Today, if one formatted the backend web server to log the CF Ray ID data, the format generated is RayID-Exit-Data-Center, like RayID-EWR, which means the last/exit CF data center, the one who sent the request to the backend server, was Newark (USA).
It will help us for both operational and security reasons - if you will add to this format the source/incoming data center, say the ingress request came via the Frankfurt (Germany) CF data center, the log will show RayID-FRA-EWR, meaning first the RayID, then the source data center then the exit data center.

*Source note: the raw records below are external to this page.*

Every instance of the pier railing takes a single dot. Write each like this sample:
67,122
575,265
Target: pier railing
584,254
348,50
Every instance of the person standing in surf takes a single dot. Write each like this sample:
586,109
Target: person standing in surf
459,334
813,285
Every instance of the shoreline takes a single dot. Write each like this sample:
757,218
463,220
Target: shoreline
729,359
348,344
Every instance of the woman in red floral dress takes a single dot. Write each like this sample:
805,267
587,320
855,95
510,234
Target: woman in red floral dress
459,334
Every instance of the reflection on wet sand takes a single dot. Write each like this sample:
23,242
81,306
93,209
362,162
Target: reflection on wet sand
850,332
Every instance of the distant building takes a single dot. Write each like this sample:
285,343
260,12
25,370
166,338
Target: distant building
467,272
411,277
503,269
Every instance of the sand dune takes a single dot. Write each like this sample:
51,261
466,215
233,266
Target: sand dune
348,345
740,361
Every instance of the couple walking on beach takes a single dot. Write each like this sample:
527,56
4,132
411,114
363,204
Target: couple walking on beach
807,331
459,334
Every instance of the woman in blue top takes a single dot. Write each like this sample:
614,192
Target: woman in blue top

While that’s definitely a good idea, you can also implement a header with the visitor’s CF-Ray with a Request Header Transform Rule:
I have set my origin to echo back both the CF-Ray request header added by Cloudflare, and the one created by the Transform Rule:
The first is Apache’s echo of the request header CF-Ray added by Cloudflare, and reflects the exit datacenter.
The second is Apache’s echo of the request header added with a Transform Rule.
The third is the response header added by Cloudflare.
How reliable that would be in a production setting, given the complexity of Cloudflare cache mechanisms, you’d need to test.
Thank you cbrandt, nice Idea, good for temp troubleshooting.
Personally I would not like to echo back this data to all visitors, I wish to see it only in the web server logs, that only I have access too.
I hope many will vote for my idea so CF will realize it.
Thank you again.
Yes, definitely. The idea is to echo back only temporarily, to make troubleshooting easier.
Anyway, I wish your suggestion is successfully implemented by Cloudflare.